Botocore Paginators#

Some AWS operations return results that are incomplete and require subsequent requests in order to attain the entire result set. The process of sending subsequent requests to continue where a previous request left off is called pagination. For example, the list_objects operation of Amazon S3 returns up to 1000 objects at a time, and you must send subsequent requests with the appropriate Marker in order to retrieve the next page of results.

Paginators are a feature of botocore that act as an abstraction over the process of iterating over an entire result set of a truncated API operation.

Creating Paginators#

Paginators are created via the get_paginator() method of a botocore client. The get_paginator() method accepts an operation name and returns a reusable Paginator object. You then call the paginate method of the Paginator, passing in any relevant operation parameters to apply to the underlying API operation. The paginate method then returns an iterable PageIterator:

import botocore.session

# Create a session and a client
session = botocore.session.get_session()
client = session.create_client('s3', region_name='us-west-2')

# Create a reusable Paginator
paginator = client.get_paginator('list_objects')

# Create a PageIterator from the Paginator
page_iterator = paginator.paginate(Bucket='amzn-s3-demo-bucket')

for page in page_iterator:
    print(page['Contents'])

Customizing Page Iterators#

You must call the paginate method of a Paginator in order to iterate over the pages of API operation results. The paginate method accepts a PaginationConfig named argument that can be used to customize the pagination:

paginator = client.get_paginator('list_objects')
page_iterator = paginator.paginate(Bucket='amzn-s3-demo-bucket',
                                   PaginationConfig={'MaxItems': 10})
MaxItems

Limits the maximum number of total returned items returned while paginating.

StartingToken

Can be used to modify the starting marker or token of a paginator. This argument if useful for resuming pagination from a previous token or starting pagination at a known position.

PageSize

Controls the number of items returned per page of each result.

Note

Services may choose to return more or fewer items than specified in the PageSize argument depending on the service, the operation, or the resource you are paginating.

Filtering results#

Many Paginators can be filtered server-side with options that are passed through to each underlying API call. For example, S3.Paginator.list_objects.paginate() accepts a Prefix parameter used to filter the paginated results by prefix server-side before sending them to the client:

import botocore.session
session = botocore.session.get_session()
client = session.create_client('s3', region_name='us-west-2')
paginator = client.get_paginator('list_objects')
operation_parameters = {'Bucket': 'amzn-s3-demo-bucket',
                        'Prefix': 'foo/baz'}
page_iterator = paginator.paginate(**operation_parameters)
for page in page_iterator:
    print(page['Contents'])

Filtering Results with JMESPath#

JMESPath is a query language for JSON that can be used directly on paginated results.
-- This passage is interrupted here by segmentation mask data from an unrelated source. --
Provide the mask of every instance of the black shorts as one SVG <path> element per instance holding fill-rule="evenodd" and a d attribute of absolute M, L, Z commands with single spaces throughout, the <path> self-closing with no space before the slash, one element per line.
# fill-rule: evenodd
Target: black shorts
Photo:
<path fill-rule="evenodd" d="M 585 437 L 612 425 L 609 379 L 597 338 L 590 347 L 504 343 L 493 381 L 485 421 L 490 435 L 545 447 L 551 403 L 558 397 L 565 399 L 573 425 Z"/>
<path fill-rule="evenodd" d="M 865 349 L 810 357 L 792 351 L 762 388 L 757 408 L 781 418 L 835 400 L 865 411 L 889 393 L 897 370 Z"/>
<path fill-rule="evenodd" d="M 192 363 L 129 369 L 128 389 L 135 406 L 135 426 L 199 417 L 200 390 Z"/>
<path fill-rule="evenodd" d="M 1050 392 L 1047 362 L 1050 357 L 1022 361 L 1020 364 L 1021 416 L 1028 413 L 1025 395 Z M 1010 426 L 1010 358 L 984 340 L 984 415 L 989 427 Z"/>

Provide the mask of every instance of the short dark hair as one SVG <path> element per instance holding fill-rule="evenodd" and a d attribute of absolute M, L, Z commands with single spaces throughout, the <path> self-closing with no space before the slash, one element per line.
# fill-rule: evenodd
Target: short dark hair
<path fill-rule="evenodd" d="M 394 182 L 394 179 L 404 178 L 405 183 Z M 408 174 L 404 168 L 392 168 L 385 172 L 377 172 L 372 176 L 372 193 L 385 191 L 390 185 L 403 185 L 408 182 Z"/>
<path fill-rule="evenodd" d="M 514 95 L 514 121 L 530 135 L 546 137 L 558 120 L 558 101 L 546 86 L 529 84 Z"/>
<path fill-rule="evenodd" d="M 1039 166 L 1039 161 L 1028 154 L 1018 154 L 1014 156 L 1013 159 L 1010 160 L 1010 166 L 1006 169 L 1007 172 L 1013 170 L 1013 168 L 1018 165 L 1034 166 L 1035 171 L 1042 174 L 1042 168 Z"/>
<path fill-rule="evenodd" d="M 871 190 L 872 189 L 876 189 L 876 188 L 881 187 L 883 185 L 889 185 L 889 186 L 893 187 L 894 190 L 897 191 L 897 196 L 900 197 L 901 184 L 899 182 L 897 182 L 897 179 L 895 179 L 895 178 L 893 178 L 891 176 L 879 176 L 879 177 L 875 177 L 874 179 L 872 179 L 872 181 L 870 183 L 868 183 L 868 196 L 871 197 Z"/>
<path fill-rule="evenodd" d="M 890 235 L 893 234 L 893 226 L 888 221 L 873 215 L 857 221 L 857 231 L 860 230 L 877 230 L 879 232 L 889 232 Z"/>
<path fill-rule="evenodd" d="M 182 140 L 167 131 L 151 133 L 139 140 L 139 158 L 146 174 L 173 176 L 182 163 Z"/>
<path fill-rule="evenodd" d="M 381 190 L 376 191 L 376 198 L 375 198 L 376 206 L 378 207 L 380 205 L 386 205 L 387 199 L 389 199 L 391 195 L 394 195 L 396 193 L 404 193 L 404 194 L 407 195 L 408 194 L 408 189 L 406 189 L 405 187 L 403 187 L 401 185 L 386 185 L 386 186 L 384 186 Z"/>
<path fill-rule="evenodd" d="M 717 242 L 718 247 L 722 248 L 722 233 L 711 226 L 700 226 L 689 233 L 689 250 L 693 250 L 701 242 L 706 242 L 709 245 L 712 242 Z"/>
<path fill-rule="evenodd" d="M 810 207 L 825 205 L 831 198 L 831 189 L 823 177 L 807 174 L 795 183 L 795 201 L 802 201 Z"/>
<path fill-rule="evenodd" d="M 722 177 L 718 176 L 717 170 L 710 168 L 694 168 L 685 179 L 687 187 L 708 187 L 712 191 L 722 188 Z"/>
You can filter results client-side using JMESPath expressions that are applied to each page of results through the search method of a PageIterator.

paginator = client.get_paginator('list_objects')
page_iterator = paginator.paginate(Bucket='amzn-s3-demo-bucket')
filtered_iterator = page_iterator.search("Contents[?Size > `100`][]")
for key_data in filtered_iterator:
    print(key_data)

When filtering with JMESPath expressions, each page of results that is yielded by the paginator is mapped through the JMESPath expression. If a JMESPath expression returns a single value that is not an array, that value is yielded directly. If the result of applying the JMESPath expression to a page of results is a list, then each value of the list is yielded individually (essentially implementing a flat map). For example, in the above expression, each key that has a Size greater than 100 is yielded by the filtered_iterator.